Sıfat-I Sübutıyye Nedir

Sıfat-I Sübutıyye Nedir ? Sıfat-I Sübutıyye Ne demek ?

1-)

Yüce Allah'ın zatının gereği olan ve bu zattan ayrılmayan, ezeli ve ebedi olan vacib sıfatlar. Bu sıfatların hepsi Kur'an ayetleriyle sabit oldukları ve bu ayetlerden çıkarıldıkları için ve varlıkları Yüce Allah'ın zatında isbat edilmiş olduğu için, "sübuti sıfatlar" diye isimlendirilmişlerdir. Yüce Allah bu sıfatlarla ta ezelde vasıflanmış idi. Bu sıfatların hiç biri sonradan kazanılmış (hadis) sıfatlardan değildir. Bunların da her biri Yüce Allah'ın zatıyla kaimdir. O'nun Yüce zatı ve varlığı düşünülmeden bu sıfatlardan bahsetmek de mümkün olmaz. Bu sıfat-ı sübutiyye şunlardır:

1. Hayat Sıfatı: Yüce Allah'ın diri, canlı ve ezeli bir hayat ile hayat sahibi olması demektir. Bunun zıddı olan ölü ve cansız olmak, Allah hakkında düşünülemez, mümteni'dir. Allahu Teala'nın bu sıfatına işaret eden pek çok ayet vardır. Mesela: "Ölümsüz, diri olan Allah'a güven ve O'nu tesbih et!..." diye buyurulmaktadır (Furkan, 25/58).

Her şeye can veren, ölü gibi görünen toprağa, kuru sanılan ağaçlara can, hayat ve tazelik veren Allahu Teala'dır. Bütün canlıların hayatı sonradandır ve Yüce Allah'ın yaratmasıyladır. Halbuki Yüce. Allah'ın "Hayat" sıfatı da; zatı gibi kadimdir, ezeli ve ebedidir; zatından ayrılmayan, zatı ile var olan vacib bir sıfattır. Zira hayat olmadan diğer sıfatları düşünmek, onlarla Allah'ı vasıflandırmak abes olur. Bu bakımdan sübuti sıfatların ilki "hayat" sıfatıdır.
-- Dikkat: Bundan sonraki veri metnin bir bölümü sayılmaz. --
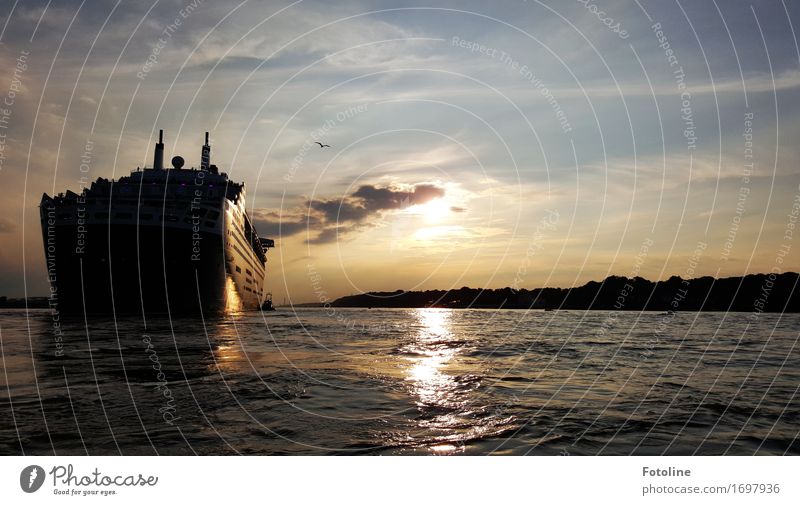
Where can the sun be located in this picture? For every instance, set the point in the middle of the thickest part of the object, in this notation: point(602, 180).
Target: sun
point(434, 211)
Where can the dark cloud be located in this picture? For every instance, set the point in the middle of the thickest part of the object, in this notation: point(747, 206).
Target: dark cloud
point(331, 219)
point(274, 224)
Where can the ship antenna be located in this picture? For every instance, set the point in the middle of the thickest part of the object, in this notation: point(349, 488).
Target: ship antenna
point(158, 157)
point(205, 156)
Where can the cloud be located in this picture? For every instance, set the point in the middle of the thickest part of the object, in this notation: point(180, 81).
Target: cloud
point(332, 218)
point(6, 225)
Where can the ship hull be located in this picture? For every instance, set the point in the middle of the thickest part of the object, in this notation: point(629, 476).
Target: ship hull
point(136, 269)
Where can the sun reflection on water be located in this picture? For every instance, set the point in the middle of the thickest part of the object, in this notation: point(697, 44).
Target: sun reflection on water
point(431, 352)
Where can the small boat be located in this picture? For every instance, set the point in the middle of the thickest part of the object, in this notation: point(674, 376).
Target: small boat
point(267, 305)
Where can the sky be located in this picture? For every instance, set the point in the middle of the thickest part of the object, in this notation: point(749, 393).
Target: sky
point(482, 144)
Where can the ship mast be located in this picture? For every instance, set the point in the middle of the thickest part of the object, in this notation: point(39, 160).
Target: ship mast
point(158, 157)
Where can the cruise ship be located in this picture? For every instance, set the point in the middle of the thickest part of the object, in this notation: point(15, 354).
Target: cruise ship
point(161, 240)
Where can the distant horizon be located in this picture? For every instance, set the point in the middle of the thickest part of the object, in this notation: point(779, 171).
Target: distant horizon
point(535, 145)
point(519, 289)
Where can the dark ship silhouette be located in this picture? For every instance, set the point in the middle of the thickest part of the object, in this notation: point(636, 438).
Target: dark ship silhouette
point(159, 240)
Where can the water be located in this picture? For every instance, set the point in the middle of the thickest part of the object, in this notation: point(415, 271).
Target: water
point(427, 381)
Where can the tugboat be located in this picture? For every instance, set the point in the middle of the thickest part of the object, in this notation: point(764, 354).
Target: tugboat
point(159, 240)
point(267, 304)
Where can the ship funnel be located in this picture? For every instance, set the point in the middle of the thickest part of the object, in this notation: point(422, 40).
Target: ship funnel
point(158, 157)
point(205, 156)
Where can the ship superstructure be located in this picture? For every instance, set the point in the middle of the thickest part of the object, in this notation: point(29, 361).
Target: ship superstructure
point(158, 240)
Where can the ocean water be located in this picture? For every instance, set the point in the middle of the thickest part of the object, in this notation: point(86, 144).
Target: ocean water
point(416, 381)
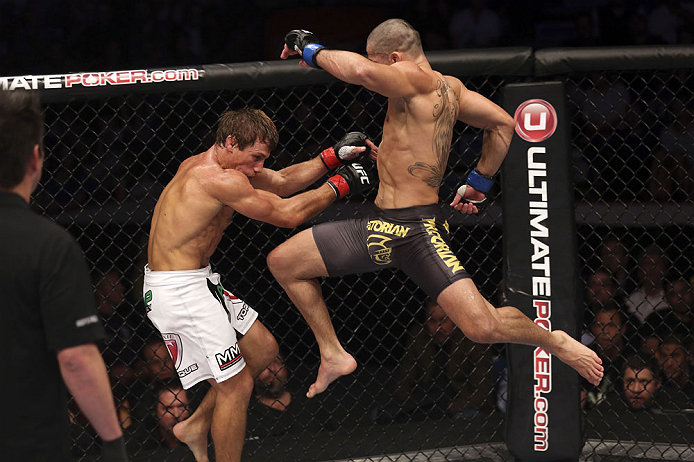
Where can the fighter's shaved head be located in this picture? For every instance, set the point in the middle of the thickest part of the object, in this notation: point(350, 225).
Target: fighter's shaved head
point(394, 35)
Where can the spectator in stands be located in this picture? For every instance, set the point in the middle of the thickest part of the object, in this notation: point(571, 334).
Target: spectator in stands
point(475, 26)
point(665, 19)
point(270, 387)
point(641, 381)
point(675, 358)
point(677, 318)
point(650, 294)
point(464, 374)
point(600, 293)
point(609, 328)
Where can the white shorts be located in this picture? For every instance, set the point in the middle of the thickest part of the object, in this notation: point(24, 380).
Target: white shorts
point(198, 321)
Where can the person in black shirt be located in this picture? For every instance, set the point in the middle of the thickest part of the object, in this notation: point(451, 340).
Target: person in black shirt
point(49, 320)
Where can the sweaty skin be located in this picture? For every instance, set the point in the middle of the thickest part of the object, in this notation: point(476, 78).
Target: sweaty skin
point(423, 107)
point(197, 205)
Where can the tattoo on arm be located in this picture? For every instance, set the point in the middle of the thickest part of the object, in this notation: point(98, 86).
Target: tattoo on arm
point(445, 114)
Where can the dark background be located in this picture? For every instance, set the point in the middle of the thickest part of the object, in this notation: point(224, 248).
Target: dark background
point(45, 37)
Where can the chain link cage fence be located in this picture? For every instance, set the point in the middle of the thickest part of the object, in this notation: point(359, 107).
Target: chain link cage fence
point(417, 393)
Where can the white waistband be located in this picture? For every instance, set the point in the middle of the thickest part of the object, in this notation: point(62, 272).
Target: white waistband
point(175, 277)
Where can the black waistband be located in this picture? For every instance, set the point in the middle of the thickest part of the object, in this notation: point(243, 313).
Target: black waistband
point(410, 213)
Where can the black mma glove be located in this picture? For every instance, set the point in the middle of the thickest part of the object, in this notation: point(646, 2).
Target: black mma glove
point(114, 451)
point(350, 178)
point(305, 42)
point(337, 155)
point(481, 183)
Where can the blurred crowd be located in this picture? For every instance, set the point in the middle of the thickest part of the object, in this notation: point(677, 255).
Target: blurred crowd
point(639, 314)
point(43, 37)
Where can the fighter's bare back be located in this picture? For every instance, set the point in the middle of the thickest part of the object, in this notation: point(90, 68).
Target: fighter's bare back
point(416, 143)
point(188, 222)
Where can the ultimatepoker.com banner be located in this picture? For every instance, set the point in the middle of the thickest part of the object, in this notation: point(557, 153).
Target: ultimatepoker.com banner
point(96, 79)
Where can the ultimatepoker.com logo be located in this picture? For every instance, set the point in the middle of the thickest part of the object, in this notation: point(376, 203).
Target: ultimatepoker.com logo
point(536, 120)
point(96, 79)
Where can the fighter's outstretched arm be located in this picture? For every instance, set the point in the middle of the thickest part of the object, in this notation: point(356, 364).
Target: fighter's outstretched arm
point(291, 179)
point(232, 188)
point(480, 112)
point(296, 177)
point(400, 80)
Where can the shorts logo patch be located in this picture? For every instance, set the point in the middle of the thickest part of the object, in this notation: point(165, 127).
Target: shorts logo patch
point(385, 227)
point(188, 370)
point(229, 357)
point(175, 346)
point(242, 314)
point(148, 301)
point(378, 250)
point(218, 292)
point(441, 247)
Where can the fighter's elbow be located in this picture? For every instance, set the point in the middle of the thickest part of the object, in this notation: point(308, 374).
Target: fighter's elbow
point(78, 357)
point(288, 220)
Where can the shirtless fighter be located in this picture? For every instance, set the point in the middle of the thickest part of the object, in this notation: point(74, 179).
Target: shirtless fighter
point(407, 227)
point(210, 333)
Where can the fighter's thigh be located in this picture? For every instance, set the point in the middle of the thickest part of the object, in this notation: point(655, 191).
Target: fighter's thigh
point(258, 347)
point(468, 309)
point(298, 256)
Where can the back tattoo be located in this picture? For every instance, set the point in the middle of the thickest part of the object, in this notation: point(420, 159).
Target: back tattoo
point(445, 113)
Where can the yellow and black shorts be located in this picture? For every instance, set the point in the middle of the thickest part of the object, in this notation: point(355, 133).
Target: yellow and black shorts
point(413, 239)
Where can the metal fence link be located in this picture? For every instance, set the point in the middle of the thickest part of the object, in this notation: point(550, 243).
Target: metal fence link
point(632, 141)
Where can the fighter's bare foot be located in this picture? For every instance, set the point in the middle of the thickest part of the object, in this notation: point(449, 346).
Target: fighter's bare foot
point(194, 436)
point(580, 357)
point(331, 369)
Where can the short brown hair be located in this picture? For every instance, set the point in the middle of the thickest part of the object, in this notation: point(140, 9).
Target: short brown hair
point(247, 126)
point(21, 128)
point(395, 35)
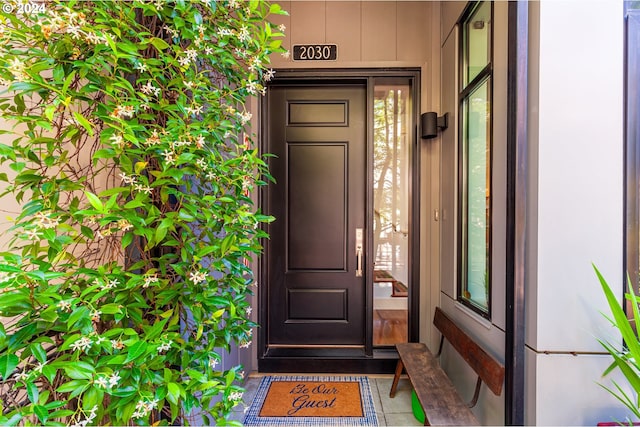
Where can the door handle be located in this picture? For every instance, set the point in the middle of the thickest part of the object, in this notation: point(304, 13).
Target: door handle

2. İlim Sıfatı: Allahu Teala'nın ezeli ilmiyle her şeyi bilmesi demektir. O'nun ilmi, kainattaki her şeyi kuşatmıştır. Evrendeki hiç bir şey O'nun ilminin dışında meydana gelemez. Olmuşu, olmakta olanı ve olacağı gerek küll halinde (genel kurallarıyla); gerekse ayrı ayrı, hepsini bilir. O'nun ezeli olan ilim sıfatıyla muttasıf olduğunu gösteren pek çok ayet-i kerime vardır:

"İçinizde (sinelerinizde) olanı gizleseniz de açıklasanız da Allah onu bilir. Göklerde olanları da yerde olanları da bilir..." (Alu İmran, 3/29).

Şu halde Allah'ın ilmi gizli açık her şeyi kuşatmıştır. Kalblerimizden geçenler de O'na malumdur. Bütün gayb alemi, bizim sınırlı ve sonradan kazanılma bilgimizin ulaşamadığı o alem, Allah'ın bilgisi dahilindedir. O'nun ilmi, zatı ile kaim olan, ezeli ve ebedi, bilinenlerle değişmeyen bir ilimdir. Kulların ilmi gibi kazanılmış, sonradan elde edilmiş bir ilim değildir.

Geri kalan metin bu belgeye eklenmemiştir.